5.9.08
As cartas
Houve uma noite em que a Dona Ruth escreveu 23 cartas para o estrangeiro, ao fim de uma das longas sessões de escrita de cartas encomendadas pela sua amiga Filipa, uma senhora solteira com o dobro da sua idade. Dona Filipa era religiosa e amiga dos padres, não tinha filhos; era uma mulher dada e estimada por todos na Cidade de S. Pedro. A maior parte das suas dezenas de afilhados vivia no estrangeiro, e eram os destinatários das suas missivas.
As duas passavam horas, dias, semanas, meses e anos mergulhadas naquele ritual. Cada carta, um rosto, cada história, novas nuances. A acompanhar Dona Ruth nessas sessões de escrita que iniciavam pela tarde e invariavelmente entravam a noite, estava sempre a sua filha Patrícia: a menina que cresceu naquele ambiente de confluência de tempos e de lugares. Foi um pouco dessa forma que Patrícia começou a ter contacto com o mundo mais ao largo, e tendo esse universo como pano de fundo, aprendeu a sonhar. A mãe Ruth, além de enfermeira, catequista, e uma espécie de activista sócio-comunitária, tinha essa doce responsabilidade: escrever cartas de várias famílias da cidade de S. Pedro. Aqueles que podiam se deslocavam à sua casa, os mais idosos recebiam a sempre aguardada visita da Ruth.

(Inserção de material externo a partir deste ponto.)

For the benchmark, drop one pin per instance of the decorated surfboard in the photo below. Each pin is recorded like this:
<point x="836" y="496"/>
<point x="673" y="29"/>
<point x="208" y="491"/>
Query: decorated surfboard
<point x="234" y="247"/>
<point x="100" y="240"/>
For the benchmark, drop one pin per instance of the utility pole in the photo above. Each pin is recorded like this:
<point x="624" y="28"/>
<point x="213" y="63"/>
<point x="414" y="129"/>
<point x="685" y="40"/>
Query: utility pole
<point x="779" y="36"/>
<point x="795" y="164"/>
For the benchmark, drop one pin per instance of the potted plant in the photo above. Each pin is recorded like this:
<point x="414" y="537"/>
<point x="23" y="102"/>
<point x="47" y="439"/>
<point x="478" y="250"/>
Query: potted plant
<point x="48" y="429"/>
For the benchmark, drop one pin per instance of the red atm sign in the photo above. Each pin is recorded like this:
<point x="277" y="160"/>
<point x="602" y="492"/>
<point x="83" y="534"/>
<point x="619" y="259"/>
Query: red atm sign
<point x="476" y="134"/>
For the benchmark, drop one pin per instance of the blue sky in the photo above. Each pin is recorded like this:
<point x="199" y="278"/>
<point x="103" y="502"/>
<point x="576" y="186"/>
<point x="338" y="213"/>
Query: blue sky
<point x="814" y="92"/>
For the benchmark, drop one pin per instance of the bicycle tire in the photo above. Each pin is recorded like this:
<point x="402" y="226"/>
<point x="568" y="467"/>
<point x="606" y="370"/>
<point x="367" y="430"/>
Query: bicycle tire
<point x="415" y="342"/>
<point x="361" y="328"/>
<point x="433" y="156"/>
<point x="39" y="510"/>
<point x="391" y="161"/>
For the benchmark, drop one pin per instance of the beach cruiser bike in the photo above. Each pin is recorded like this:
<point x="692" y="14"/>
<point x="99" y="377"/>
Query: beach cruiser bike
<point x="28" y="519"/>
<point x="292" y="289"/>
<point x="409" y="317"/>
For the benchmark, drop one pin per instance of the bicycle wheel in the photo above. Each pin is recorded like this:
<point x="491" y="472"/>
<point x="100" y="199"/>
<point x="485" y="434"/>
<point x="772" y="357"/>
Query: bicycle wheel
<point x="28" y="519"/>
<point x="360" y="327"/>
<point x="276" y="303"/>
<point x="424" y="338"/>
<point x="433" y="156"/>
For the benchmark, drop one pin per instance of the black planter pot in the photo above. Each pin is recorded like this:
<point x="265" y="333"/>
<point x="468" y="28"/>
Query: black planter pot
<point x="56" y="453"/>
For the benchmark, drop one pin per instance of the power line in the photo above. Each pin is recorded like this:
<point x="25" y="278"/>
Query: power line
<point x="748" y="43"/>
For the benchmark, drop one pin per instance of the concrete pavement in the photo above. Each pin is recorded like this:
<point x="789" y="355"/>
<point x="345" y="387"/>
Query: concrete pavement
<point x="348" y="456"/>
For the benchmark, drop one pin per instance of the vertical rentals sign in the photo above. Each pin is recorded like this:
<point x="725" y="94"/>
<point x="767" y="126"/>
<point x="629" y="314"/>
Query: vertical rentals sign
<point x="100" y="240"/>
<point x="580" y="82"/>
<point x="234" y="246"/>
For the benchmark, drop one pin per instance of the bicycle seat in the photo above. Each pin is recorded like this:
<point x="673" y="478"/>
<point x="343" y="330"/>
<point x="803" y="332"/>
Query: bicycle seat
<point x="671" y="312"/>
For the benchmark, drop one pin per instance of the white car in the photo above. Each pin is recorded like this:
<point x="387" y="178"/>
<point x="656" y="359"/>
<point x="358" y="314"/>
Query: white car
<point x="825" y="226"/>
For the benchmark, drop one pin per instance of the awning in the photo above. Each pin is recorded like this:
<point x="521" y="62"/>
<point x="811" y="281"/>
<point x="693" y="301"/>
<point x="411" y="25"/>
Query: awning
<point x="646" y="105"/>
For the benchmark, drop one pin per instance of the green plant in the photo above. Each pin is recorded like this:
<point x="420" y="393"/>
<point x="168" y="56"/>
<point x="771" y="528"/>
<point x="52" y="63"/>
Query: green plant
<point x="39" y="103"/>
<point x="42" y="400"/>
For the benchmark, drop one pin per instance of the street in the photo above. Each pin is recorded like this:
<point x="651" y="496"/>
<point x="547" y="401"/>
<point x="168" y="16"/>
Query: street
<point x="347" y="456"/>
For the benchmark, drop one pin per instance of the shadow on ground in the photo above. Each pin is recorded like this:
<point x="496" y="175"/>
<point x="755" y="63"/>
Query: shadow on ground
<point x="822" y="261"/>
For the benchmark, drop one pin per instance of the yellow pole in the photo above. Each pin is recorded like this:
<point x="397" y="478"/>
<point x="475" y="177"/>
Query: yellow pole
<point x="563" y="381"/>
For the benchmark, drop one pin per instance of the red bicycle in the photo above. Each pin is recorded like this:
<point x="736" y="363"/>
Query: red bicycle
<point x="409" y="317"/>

Com o tempo, Patrícia começou a seguir as pegadas da mãe: escreveu cartas alegres, tristes; cartas que davam conta de agruras, de necessidades materiais, mas também de alegrias, de saúde e de esperança de boas azáguas.
As cartas que chegavam eram também uma espécie de tónico para os sonhos da Patrícia. A jovem de imaginação esvoaçante conseguia descortinar, nas frases que lia, rostos e avenidas em cidades estrangeiras... Terras para onde sempre chegavam as respostas. Vivências em letras que preenchiam algures a motivação existencial e onírica da jovem. Cartas de gentes simples com vidas difíceis que fizeram da Patrícia um poço de muitas estórias.